Seit Jahren habe ich das Gefühl, dass das nicht mehr gut geht, aber irgendwie wurschteln sich die EZB und die Mitgliedsstaaten durch. Die Zinsen müssen mittelfristig runter – allein die Refinanzierungskosten der nächsten Jahre, gepaart mit dem schwachen Wachstum, erlauben es nicht anders. Was allerdings dann wieder mit den Inflationsraten passiert, steht auf einem anderen Stern. Das wird ein politischer Drahtseilakt, denn zu hohe Inflationsraten sind beste Wahlhilfe für die AfD.
Erschütternd ist auch, dass Sparbuch-Scholz, im Gegensatz zu den Österreichern, nicht die Gelegenheit genutzt hat, langfristig zu refinanzieren. Es lebe die Schwarze Null in Zeiten von Inflation…
Na, mal abwarten. Wenn die ZBs erst einmal beginnen, die Zinsen zu senken, geht das vermutlich in altbewährter Manier ziemlich zackig wieder gegen Null. Und dann ist der aktuelle Bond-Crash die Grundlage für den nächsten Bond-Boom.

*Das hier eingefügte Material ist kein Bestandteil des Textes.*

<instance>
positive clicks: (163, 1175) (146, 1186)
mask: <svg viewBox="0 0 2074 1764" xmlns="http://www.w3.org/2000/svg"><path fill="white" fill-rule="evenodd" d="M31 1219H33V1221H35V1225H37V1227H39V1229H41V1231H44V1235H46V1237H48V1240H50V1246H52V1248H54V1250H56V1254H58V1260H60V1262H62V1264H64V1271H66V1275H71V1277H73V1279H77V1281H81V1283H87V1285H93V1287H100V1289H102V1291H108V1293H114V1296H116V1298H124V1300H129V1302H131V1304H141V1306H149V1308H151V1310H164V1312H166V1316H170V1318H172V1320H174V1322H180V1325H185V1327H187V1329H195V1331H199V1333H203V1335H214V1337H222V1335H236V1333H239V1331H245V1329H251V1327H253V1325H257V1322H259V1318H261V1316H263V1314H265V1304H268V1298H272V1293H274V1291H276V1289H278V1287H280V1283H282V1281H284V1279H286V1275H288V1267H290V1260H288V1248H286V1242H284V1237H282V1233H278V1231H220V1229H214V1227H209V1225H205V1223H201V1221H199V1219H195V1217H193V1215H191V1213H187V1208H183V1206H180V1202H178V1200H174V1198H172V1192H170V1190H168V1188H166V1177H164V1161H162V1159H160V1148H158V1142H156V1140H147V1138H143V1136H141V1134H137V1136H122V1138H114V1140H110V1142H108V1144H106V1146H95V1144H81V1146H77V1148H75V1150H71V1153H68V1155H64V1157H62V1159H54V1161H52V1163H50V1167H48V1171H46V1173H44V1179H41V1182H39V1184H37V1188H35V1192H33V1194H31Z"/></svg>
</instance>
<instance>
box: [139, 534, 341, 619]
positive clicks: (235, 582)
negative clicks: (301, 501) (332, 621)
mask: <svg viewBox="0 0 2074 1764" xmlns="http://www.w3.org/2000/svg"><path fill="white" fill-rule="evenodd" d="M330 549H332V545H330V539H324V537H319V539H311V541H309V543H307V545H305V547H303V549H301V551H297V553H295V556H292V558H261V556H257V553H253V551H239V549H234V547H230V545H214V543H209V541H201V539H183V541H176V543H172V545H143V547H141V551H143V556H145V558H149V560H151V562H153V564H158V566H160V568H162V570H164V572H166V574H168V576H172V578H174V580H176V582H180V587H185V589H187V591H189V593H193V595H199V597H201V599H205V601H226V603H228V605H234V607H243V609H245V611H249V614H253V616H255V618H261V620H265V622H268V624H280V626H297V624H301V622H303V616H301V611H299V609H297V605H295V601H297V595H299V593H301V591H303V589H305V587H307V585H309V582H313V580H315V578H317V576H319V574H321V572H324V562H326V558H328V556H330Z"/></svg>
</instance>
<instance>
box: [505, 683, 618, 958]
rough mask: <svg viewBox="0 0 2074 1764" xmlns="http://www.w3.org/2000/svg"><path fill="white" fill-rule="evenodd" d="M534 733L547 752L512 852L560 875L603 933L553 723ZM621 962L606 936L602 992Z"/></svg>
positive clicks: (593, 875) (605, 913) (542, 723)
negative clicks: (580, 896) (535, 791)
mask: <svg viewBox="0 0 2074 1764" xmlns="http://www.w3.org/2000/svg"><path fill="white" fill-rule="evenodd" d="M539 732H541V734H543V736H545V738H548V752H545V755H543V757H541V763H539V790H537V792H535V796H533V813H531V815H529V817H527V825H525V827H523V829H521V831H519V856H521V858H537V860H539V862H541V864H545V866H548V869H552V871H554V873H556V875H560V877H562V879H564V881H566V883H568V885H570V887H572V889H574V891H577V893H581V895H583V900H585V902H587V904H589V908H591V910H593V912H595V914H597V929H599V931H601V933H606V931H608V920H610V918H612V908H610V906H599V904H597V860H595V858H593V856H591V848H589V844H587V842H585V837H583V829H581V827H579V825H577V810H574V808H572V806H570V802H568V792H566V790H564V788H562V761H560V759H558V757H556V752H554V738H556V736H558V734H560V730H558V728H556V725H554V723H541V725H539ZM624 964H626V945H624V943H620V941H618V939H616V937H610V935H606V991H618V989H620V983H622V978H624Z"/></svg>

Aktuell ist der USD jedenfalls wieder ziemlich stark – spricht für reichlich Nachfrage trotz aller anderweitigen BRICS-Bemühungen. Bin gespannt, wie das endet. (Meine Wette ist J. Snider, allerdings wird der auch etwas vorsichtiger…)
„Das ist natürlich ein extremes Beispiel.“
Hier ein weiteres extremes Beispiel einer 100jährigen Anleihe, die mit einem Kupon von 0,85% im Juni 2020 emittiert wurde: https://www.boerse-frankfurt.de/anleihe/at0000a2hlc4-oesterreich-republik-0-85-20-20. Ging seinerzeit weg wie warme Semmeln.
Wer sich noch für den (Bank)Notenumlauf interessiert; discussion continues: https://think-beyondtheobvious.com/stelter-in-den-medien/strafanzeige-gegen-die-bundesbank/#comments
LG Michael Stöcker
@ Michael Stöcker
Danke.
Habe meinen Senf im “Strafanzeige gen die Bundesbank”-Thread wieder als konkretes Beispiel dazu gegeben.
Demzufolge haben die Target-Forderungen für die Normalbevölkerung keinerlei praktische Relevanz, auch nicht bei einem Italexit oder bei einem Anschluss Italiens an das Grüne Reich.
Wenn ich mein Beispiel nicht missinterpretiere …
https://think-beyondtheobvious.com/stelter-in-den-medien/strafanzeige-gegen-die-bundesbank/#comments
Moin,
man muss einfach nur grün woke rechnen, dann gibt es nie ein Problem.
Man addiere das AFD Ergebnis in Bayern und das von Hessen und schon kommt man auf über 30% 😂
Somit ergeben dann 4 Anleihen mit je 30% auch 120%… 😂
https://postimg.cc/0KJJ4F9h
@troodon
Sie können solche grünen Prozentrechnungs-Experten immer ganz einfach beruhigen:
Im Moment will vielleicht ungefähr jeder Sechste oder jeder Fünfte die AfD wählen, aber in ein paar Monaten wird es bestimmt nur noch jeder Vierte sein… ;)
Dazu passend:
https://youtu.be/j8EDbZPS29E?t=618
So macht Mathe Spaß. Wussten Sie schon, dass wir schon ein Drittel Gebäude haben, die mit erneuerbaren Energien arbeiten?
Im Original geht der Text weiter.